Kenny Dope (last name Gonzales) was a hip-hop DJ before he joined Little Louie Vega to form Masters at Work and set the agenda of nineties house music. He released Break Beats during the decade’s final year, a cassette on his own homemade Dopewax imprint (it appeared on CD in 2004). Its composition was the same as mixes by lots of DJs mining hip-hop’s breakbeat roots—utilizing Ultimate Breaks & Beats, the 25-volume series issued in the late eighties by Bronx chauffer Lenny Roberts. Only Dope restricted himself further, sticking with the first eight volumes, which had artist Kev Roberts’ drawing of cute hand-drawn logo of an eight-armed DJ from the sea, before the LP labels switched to more prosaic word logos. These were known as the Octopus Breaks.

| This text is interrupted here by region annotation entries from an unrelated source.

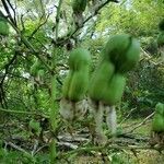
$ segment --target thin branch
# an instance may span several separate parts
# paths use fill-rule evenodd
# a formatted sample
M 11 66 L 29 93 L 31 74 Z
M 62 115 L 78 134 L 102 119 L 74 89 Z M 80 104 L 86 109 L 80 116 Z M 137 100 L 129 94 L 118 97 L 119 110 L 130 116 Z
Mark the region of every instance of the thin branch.
M 45 19 L 45 21 L 43 23 L 40 23 L 35 30 L 34 32 L 32 33 L 32 35 L 30 36 L 30 39 L 37 33 L 37 31 L 44 25 L 47 23 L 47 20 L 49 17 L 50 14 L 47 15 L 47 17 Z
M 143 126 L 151 117 L 154 116 L 154 114 L 155 114 L 155 112 L 152 113 L 151 115 L 149 115 L 148 117 L 145 117 L 145 118 L 143 119 L 143 121 L 141 121 L 139 125 L 137 125 L 136 127 L 133 127 L 131 130 L 129 130 L 129 131 L 126 132 L 126 133 L 131 133 L 131 132 L 133 132 L 136 129 L 140 128 L 141 126 Z
M 12 143 L 12 142 L 7 142 L 7 141 L 5 141 L 5 144 L 7 144 L 7 145 L 10 145 L 10 147 L 12 147 L 12 148 L 14 148 L 15 150 L 17 150 L 17 151 L 20 151 L 20 152 L 22 152 L 22 153 L 24 153 L 24 154 L 26 154 L 26 155 L 28 155 L 28 156 L 31 156 L 31 154 L 30 154 L 27 151 L 25 151 L 24 149 L 22 149 L 22 148 L 15 145 L 15 144 Z
M 10 10 L 8 8 L 8 4 L 7 4 L 5 0 L 2 0 L 2 4 L 3 4 L 4 9 L 5 9 L 5 12 L 8 13 L 8 16 L 9 16 L 10 21 L 16 26 L 12 15 L 11 15 L 11 13 L 10 13 Z
M 8 1 L 8 3 L 9 3 L 9 5 L 10 5 L 10 8 L 12 9 L 12 11 L 13 11 L 13 13 L 14 13 L 14 23 L 15 23 L 15 25 L 16 25 L 16 12 L 15 12 L 15 9 L 13 8 L 13 5 L 11 4 L 11 2 L 10 2 L 10 0 L 7 0 Z M 16 25 L 17 26 L 17 25 Z
M 136 107 L 132 108 L 132 109 L 128 113 L 128 115 L 119 122 L 119 126 L 122 125 L 136 109 L 137 109 Z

Around 2014, I saw Kenny Dope perform a Boiler Room 54 floors up in a pricy mid-Manhattan hotel, soundtracking a bunch of partygoers destroying a suite’s down pillows with a bunch of rap seven-inches and, to finish, “Smells Like Teen Spirit.” It felt less fraught than it would now and sounded great. That sensibility helps make Break Beats so satisfying—it’s a statement of roots in which rocking a crowd is paramount. I also suspect him of being such a digger that he may have used an occasional original LP pressing for his sources here. I wouldn’t put it past him.